Notably, the arguments bound by a lambda expression are always made as value bindings; one cannot pass a macro or a special form into a function as an argument, as that would make compilation really hard.

But since value bindings point to a memory location rather than to a value, the implementation cannot do much by way of partial evaluation - an important optimisation. For example, any addition such as (+ 1 2 3) is a call to the + function - but functions are just value bindings. When a compiler compiles such code, it sees that + is a value binding. Where it a macro binding, it would run the macro transformer on the expression, then attempt to compile the result; where it a special form binding, it would handle it as per the type of special form. But it's usually a value binding, pointing to a memory location, so the compiler has to output code that looks in that location, checks the contents is a function (and complains if not), then calls that function with the arguments. This is because the program could, at any point, run (set! + (lambda args ...)) and redefine addition at run time...

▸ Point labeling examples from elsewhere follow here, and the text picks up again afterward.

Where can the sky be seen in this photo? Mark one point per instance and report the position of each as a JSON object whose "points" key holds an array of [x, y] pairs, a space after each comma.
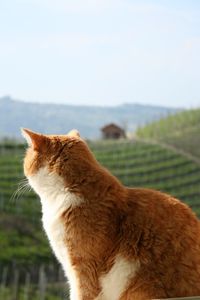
{"points": [[101, 52]]}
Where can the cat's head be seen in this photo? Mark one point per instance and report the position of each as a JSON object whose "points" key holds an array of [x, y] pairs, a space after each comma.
{"points": [[56, 160]]}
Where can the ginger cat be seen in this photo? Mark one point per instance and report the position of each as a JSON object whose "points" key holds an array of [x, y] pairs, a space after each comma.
{"points": [[114, 243]]}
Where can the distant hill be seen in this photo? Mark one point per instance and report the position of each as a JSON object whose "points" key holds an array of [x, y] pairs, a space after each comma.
{"points": [[54, 118], [182, 130], [135, 163]]}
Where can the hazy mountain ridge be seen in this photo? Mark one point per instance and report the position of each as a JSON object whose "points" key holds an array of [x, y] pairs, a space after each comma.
{"points": [[60, 118]]}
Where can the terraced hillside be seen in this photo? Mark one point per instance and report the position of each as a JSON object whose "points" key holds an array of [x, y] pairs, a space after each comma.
{"points": [[181, 130], [134, 163]]}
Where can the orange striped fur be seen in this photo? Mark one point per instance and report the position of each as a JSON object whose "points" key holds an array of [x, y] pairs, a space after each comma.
{"points": [[114, 243]]}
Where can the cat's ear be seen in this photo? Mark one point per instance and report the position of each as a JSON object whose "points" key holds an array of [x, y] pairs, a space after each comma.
{"points": [[74, 133], [34, 140]]}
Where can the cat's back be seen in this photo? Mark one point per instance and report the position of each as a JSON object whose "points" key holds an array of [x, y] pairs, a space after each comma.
{"points": [[155, 207], [165, 238]]}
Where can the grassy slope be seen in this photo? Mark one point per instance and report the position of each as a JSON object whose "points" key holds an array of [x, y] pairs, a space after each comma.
{"points": [[135, 164], [180, 130]]}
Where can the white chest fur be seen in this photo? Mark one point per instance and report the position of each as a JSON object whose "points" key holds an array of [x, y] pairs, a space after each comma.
{"points": [[55, 199]]}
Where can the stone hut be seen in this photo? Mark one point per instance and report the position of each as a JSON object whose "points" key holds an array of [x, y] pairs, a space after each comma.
{"points": [[113, 131]]}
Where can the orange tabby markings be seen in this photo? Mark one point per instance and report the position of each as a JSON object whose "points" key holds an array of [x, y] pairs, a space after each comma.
{"points": [[114, 242]]}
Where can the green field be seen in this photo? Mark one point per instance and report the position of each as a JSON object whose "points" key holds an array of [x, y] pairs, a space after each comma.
{"points": [[181, 130], [135, 163]]}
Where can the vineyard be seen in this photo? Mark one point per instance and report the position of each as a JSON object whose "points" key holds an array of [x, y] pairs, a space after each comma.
{"points": [[180, 130], [24, 246]]}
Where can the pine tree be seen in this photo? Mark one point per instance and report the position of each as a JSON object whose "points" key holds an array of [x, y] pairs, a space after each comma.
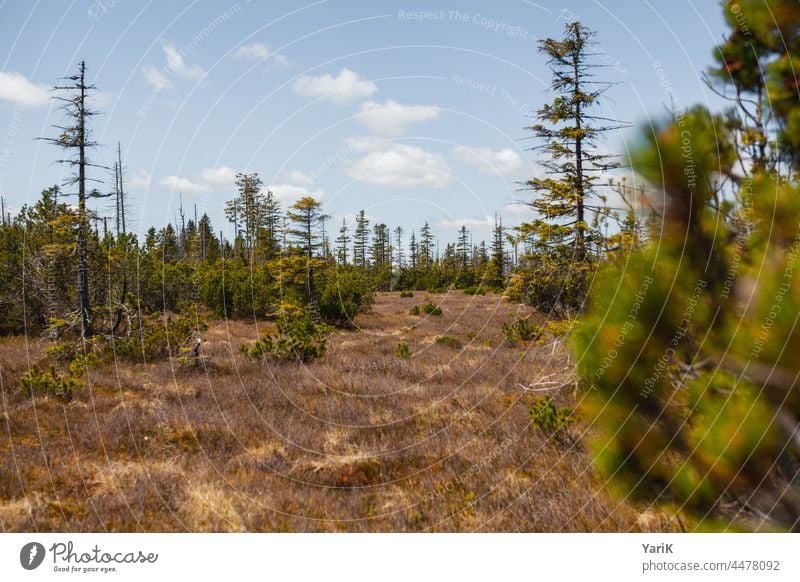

If we had constant bindings, that bound a name to an actual value, then where such a bound symbol appeared in a function call position, the compiler could know precisely which function was being invoked in the same way that a C compiler does, do all the type checking at compile time, and compile a direct call - or even inline it.

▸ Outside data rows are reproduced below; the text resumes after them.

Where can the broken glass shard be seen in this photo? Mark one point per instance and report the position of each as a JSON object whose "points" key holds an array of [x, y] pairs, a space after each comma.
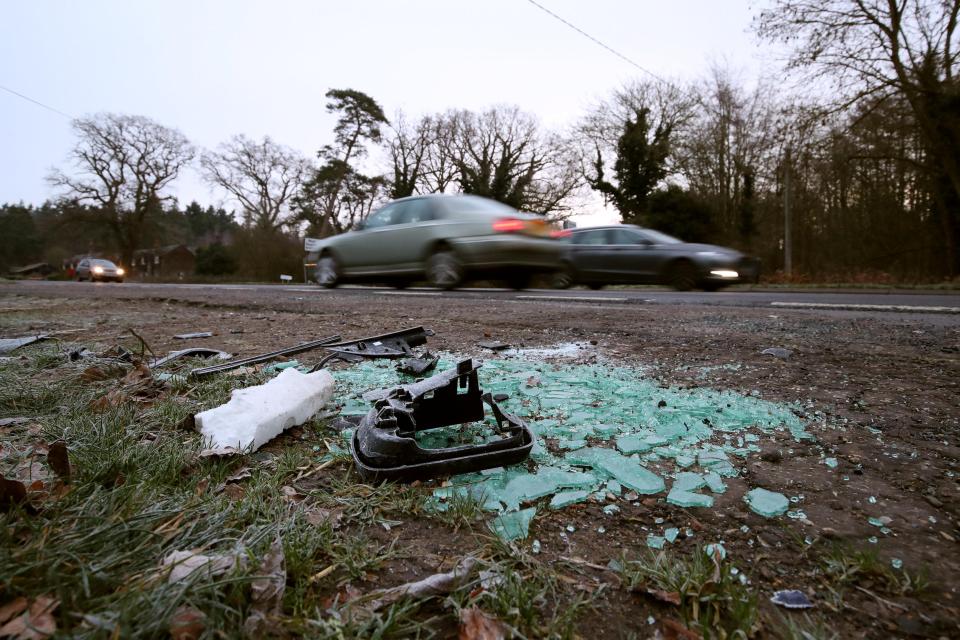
{"points": [[767, 503]]}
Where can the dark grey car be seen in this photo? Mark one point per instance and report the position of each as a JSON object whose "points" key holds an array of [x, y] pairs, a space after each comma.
{"points": [[94, 269], [625, 254]]}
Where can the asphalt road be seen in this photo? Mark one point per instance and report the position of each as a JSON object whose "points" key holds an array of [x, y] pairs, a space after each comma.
{"points": [[829, 302]]}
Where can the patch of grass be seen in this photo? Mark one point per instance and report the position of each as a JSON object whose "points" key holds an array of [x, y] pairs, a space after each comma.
{"points": [[713, 600], [843, 566], [365, 504], [525, 594], [462, 509], [804, 627]]}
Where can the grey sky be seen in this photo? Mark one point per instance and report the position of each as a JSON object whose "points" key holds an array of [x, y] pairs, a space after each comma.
{"points": [[216, 68]]}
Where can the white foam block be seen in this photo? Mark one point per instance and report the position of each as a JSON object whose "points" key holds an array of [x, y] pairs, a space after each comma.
{"points": [[256, 415]]}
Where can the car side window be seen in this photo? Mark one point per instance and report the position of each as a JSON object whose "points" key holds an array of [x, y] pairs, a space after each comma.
{"points": [[591, 237], [627, 236], [413, 211], [385, 217]]}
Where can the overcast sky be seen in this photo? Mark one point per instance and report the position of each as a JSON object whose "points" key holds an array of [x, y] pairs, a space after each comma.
{"points": [[213, 69]]}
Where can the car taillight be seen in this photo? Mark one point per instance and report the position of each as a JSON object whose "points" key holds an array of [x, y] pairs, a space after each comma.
{"points": [[509, 225]]}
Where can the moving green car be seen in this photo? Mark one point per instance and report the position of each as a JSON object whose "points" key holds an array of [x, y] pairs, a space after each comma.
{"points": [[444, 240]]}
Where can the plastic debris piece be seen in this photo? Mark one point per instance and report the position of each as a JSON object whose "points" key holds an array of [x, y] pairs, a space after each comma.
{"points": [[493, 345], [256, 415], [655, 542], [194, 352], [280, 366], [791, 599], [777, 352], [689, 499], [10, 344], [514, 525], [626, 471], [566, 498], [766, 503]]}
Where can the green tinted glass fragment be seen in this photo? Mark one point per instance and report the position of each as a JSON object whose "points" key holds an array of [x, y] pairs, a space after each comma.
{"points": [[767, 503], [514, 525], [686, 481], [626, 471], [566, 498]]}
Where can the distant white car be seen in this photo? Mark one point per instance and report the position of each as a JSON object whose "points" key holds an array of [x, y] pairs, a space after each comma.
{"points": [[94, 269]]}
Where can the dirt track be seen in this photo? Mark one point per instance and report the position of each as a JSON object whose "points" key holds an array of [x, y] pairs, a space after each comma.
{"points": [[886, 388]]}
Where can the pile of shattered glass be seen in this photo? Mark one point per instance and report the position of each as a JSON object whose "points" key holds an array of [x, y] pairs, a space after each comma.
{"points": [[599, 429]]}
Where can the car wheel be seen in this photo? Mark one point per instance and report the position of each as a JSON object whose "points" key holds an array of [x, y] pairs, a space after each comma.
{"points": [[444, 271], [683, 276], [328, 272], [564, 278]]}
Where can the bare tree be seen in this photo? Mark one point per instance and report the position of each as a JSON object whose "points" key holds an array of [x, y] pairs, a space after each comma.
{"points": [[123, 166], [881, 50], [263, 177], [408, 145], [502, 154]]}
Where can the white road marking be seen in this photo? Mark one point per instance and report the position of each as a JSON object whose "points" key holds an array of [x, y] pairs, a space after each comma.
{"points": [[865, 307], [407, 293], [571, 298]]}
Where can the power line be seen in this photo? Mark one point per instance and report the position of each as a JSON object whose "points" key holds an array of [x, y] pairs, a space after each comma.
{"points": [[36, 102], [587, 35]]}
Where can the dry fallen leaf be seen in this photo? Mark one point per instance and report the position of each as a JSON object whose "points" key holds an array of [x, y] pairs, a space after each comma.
{"points": [[187, 623], [477, 625], [670, 597], [674, 630], [35, 623]]}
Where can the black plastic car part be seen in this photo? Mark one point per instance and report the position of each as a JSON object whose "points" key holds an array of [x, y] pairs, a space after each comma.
{"points": [[389, 345], [384, 447]]}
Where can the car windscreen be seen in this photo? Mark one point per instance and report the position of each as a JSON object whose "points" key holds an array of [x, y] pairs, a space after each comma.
{"points": [[474, 204], [660, 238]]}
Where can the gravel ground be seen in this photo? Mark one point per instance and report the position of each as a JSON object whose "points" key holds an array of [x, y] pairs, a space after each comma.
{"points": [[880, 394]]}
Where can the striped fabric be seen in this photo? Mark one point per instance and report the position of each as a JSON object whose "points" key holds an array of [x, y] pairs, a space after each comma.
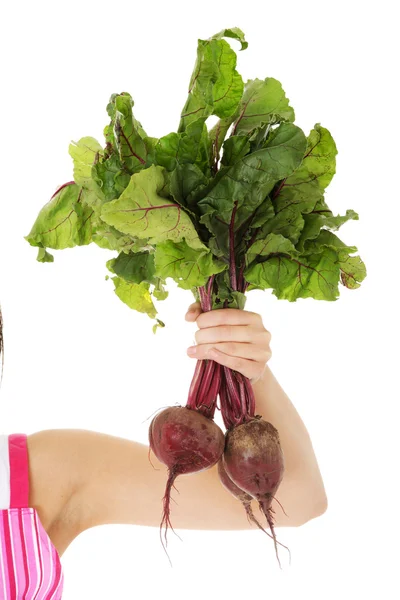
{"points": [[30, 567]]}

More excitingly, we could partially evaluate things. Functions that were known to not have side effects could, if all their arguments were literals or constant symbols, be applied at compile time and replaced with constants. Inlining is just a variant on this; where the source code of a function is known, calls to it can be expanded inline, even if the arguments aren't all known.

This can produce significant speed increases. But Scheme currently has only mutable value bindings. Luckily, it's a very extensible language...

Now, there are three ways I can think of that constant bindings could be added to Scheme.

  1. By creating a new set of binding forms that create them. Perhaps define. defines a constant (the full stop implying there's no changing after the definition). lambda. would define a function whose arguments were not mutable within the body. let., let*., letrec. would follow. The upside is that it's a completely compatible extension to the standard; the downside is that it's like the const modifier in C - you have to remember to use it almost all the time, and leave it off only when you do need a mutable binding, and the temptation would be to forget to put it on in the first place.
  2. By breaking the language and making bindings constant by default, and then adding special syntax to create mutable bindings instead. This produces a better result... but breaks existing code. Admittedly not a lot of existing code since most bindings are actually never modified, and it'd be easy to change the few that are to use mutable bindings by searching for references to set!.
  3. By being cunning and making the compiler work it out. If it is compiling the whole program as a unit, it's quite easy to see which symbols are used as the first parameter of set!. Whenever a symbol is bound, then a scan of the scope of that binding can be done for set!s to that symbol, excluding any scopes in which the symbol is shadowed, and thus every binding found to be mutable or not. Function call arguments are always passed by value, not reference, so there's no way for a reference to sneak out of its lexical scope. The only hard part is when separate modules are compiled separately for later linking - but then we can fix that by making our module system such that when we export a binding from a module, we have to mark it as mutable there and then if we wish to allow other modules to mutate it, which would count just like a set! and cause a mutable binding to be made.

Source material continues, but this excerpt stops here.